Imagine living in a society where some people keep fierce guard dogs. The dogs are there partly as pets, but also partly for the utilitarian purpose of protecting the home from theives and other dangers. Of course, not every family has, or needs a dog. Some families may not have anything worth stealing -- and so they don't need a guard dog. Sadly, every so often, a guard dog may attack and injure a family member -- but yet a significant number of the community decide that the rewards of having the dogs around outweigh the risks. The mayor of the town, who is usually well-respected, starts speaking to people about the dangers of having the dogs around. Surely, he tells the people, you can get by without the dogs. So, some people get rid of the dogs while a significant number of them retain the dogs. Some start looking for ways to hide the dogs. Meanwhile, the families that had dogs but got rid of them begin suffering as thieves begin targeting their houses.

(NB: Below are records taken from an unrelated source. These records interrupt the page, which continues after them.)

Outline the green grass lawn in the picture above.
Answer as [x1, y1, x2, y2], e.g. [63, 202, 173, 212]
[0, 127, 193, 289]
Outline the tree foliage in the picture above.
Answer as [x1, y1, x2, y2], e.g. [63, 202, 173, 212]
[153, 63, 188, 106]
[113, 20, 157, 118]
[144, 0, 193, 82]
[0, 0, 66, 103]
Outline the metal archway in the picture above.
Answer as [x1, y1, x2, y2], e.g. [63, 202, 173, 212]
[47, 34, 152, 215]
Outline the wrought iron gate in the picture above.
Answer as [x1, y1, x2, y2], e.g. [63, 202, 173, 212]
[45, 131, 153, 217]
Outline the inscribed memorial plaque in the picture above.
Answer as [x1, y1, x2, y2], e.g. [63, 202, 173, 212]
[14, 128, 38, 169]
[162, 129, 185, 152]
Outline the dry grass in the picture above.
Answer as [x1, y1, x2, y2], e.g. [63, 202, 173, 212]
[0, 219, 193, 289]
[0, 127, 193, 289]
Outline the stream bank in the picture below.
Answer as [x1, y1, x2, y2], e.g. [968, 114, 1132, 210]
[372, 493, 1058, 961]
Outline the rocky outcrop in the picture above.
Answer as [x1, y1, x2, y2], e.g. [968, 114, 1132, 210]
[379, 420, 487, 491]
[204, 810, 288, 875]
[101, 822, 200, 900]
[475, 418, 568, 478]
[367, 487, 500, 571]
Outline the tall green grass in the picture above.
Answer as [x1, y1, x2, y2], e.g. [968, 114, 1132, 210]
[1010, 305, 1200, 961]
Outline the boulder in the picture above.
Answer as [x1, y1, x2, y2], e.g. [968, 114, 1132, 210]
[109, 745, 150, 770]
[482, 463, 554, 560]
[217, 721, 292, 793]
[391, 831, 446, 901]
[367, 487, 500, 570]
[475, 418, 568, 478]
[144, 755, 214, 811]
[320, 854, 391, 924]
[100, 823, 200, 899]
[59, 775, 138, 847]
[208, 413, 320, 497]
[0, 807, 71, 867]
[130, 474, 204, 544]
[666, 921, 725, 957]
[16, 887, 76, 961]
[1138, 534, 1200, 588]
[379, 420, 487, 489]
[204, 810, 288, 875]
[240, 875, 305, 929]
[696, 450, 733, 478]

As time goes on, the mayor's opposition to the dogs grows. Anytime a child is taken to the hospital because of a dog bite, he takes the opportunity to hold a press conference about how badly the dogs need to go and how big a menace they are to the community. And yet, while some people heed his advice, others find the dogs too valuable to the functioning of their households to give them up. Finally, the mayor issues a law banning the dogs outright. Yet, despite that, there are still dogs in the community. Those that were inclined to heed the mayor already got rid of their dogs. Those that didn't, didn't. And so, even though the dogs are hidden, some people still managed to get attacked by dogs. Usually, it's in the dog-owning families, but occasionally, someone from a non-dog family might be attacked as well. And, of course, the thieves continue to strike because there are fewer guard dogs.
What's the next course of action to take?
The ideal course of action would be to understand that the dogs are necessary to the functioning of the neighborhood. Some people need the dogs to fend off the burglars and will not give them up. But by allowing people to have the dogs, you then have the opporutnity to encourage (and perhaps even mandate) training in dog-handling. You can teach people in the community how to react when a dog comes running down the street barking fiercely. You can teach the members of the community when and how to avoid the dogs, how to properly treat the dogs and how to properly use them. IMHO, education about the proper usage of dogs or the internet or anything else that is going to be encountered in life is the safest way to go. Will someone in this community still suffer the occasional dog attack? Certainly - but that's a far cry better than the situation they're in now.
* Note that this does not excuse parents from their actions -- but we shouldn't be intentionally setting up situations where this will happen on a large scale.